ROSSLYN BUSINESS SHUTDOWN, AS LOCALS DEMAND JOBS!

Rosslyn industrial site was turned into a no-go zone on Thursday, 4 September 2025 with hordes of irate unemployed South African youth demanding jobs from the tens of factories in the Akasia site.

Among big organisations singled out comprised BMW South Africa, SA Breweries, Nissan and Lion Match, who are accused of prioritising undocumented foreign nationals, which led to the peaceful protesst.

The ‘exclusion practices’ in the job market led to Reyaga Community Project organising a shutdown where a scathing memorandum was delivered at management of the big factories.

Among demands are jobs for locals, structural reform, employment transparency, and an end to “monopolistic design” in the Industrial hubs, big and small.

The broader industry, including small enterprises were affected for what they call entrenched economic exclusion and practices that violate spatial justice.

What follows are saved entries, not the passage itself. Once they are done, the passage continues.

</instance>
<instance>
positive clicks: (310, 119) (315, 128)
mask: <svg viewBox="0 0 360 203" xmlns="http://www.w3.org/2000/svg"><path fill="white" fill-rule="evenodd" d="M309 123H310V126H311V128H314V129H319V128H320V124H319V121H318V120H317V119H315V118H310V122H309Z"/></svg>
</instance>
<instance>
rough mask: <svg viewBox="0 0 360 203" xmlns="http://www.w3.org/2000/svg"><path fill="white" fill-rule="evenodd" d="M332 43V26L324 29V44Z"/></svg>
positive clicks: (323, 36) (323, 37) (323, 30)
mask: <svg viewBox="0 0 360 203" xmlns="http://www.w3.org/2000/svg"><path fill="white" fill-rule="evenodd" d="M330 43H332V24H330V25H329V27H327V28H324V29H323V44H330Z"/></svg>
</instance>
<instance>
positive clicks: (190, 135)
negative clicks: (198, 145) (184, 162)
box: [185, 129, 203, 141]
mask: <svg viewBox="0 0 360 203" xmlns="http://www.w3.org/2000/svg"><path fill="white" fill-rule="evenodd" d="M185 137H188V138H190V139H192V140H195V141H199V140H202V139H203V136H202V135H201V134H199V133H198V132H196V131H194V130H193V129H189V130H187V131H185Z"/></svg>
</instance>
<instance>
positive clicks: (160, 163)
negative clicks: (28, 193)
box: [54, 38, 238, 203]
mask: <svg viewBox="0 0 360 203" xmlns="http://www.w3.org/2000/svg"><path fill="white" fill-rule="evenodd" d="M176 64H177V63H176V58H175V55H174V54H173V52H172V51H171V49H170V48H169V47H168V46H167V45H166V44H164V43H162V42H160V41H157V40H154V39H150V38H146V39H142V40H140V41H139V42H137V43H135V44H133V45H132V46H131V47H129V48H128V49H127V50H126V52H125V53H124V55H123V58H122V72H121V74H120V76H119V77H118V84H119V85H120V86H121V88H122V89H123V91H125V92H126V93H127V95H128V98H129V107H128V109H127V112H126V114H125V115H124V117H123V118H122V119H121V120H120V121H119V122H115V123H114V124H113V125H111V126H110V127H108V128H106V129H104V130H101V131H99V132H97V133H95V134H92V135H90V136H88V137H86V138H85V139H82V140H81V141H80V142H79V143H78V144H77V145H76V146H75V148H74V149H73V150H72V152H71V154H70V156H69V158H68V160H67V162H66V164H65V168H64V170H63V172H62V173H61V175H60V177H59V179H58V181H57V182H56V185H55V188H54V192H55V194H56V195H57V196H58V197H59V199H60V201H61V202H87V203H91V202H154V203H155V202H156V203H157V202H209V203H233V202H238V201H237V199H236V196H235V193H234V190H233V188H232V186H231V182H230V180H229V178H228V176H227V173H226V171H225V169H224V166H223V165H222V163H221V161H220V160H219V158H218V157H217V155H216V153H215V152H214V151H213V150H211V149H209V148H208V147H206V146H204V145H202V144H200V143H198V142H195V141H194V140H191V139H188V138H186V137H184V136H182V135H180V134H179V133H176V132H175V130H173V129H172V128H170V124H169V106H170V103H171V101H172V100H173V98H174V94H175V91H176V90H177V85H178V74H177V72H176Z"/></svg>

The planned action, detailed in a comprehensive memorandum addressed to BMW and other major Original Equipment Manufacturers (OEMs), is backed by a list of urgent demands.

These include radical procurement reform, enforceable hiring quotas for local residents, full transparency on supplier contracts and a fundamental overhaul of the industry’s transformation fund.

TechFinancials publication reports that the memorandum, issued on behalf of “township entrepreneurs, unemployed youth and residents who refuse to be spectators to their own dispossession,” states that the community’s patience has been exhausted after decades of marginalisation.

This is despite proximity to one of South Africa’s premier industrial zones.

“The community is demanding structural reform, economic inclusion and accountability in Rosslyn,” the memo declares.

“The document lays out a detailed case, arguing that despite operating in a township “historically excluded from industrial ownership.”

Key demands from the Reyaga Community Project include:

Procurement Reform: Mandating that 40% of non-core services be sourced from township SMMEs by 2026, unbundling large contracts to allow smaller bidders, and publishing all supplier lists and contract values.

Employment Equity: Implementing a 30% hiring quota for township residents in new positions and removing discriminatory recruitment filters, such as requirements for applicants to have their own transport.

Youth Investment: The annual absorption of 500 township youth into learnerships and the launch of a dedicated Youth Employment Accelerator.

Spatial Justice & Transparency: Significant investment in local infrastructure—including debilitated schools and factories—and full public disclosure of BBBEE scorecard and transformation strategy.

The memorandum goes beyond big factories, levelling serious questions at the entire industry’s Automotive Industry Transformation Fund (AITF), asking why, after a R600 million investment, only 7% of value add has gone to black industrialists.

The community has given all the industries 15 days to respond in writing to the memorandum.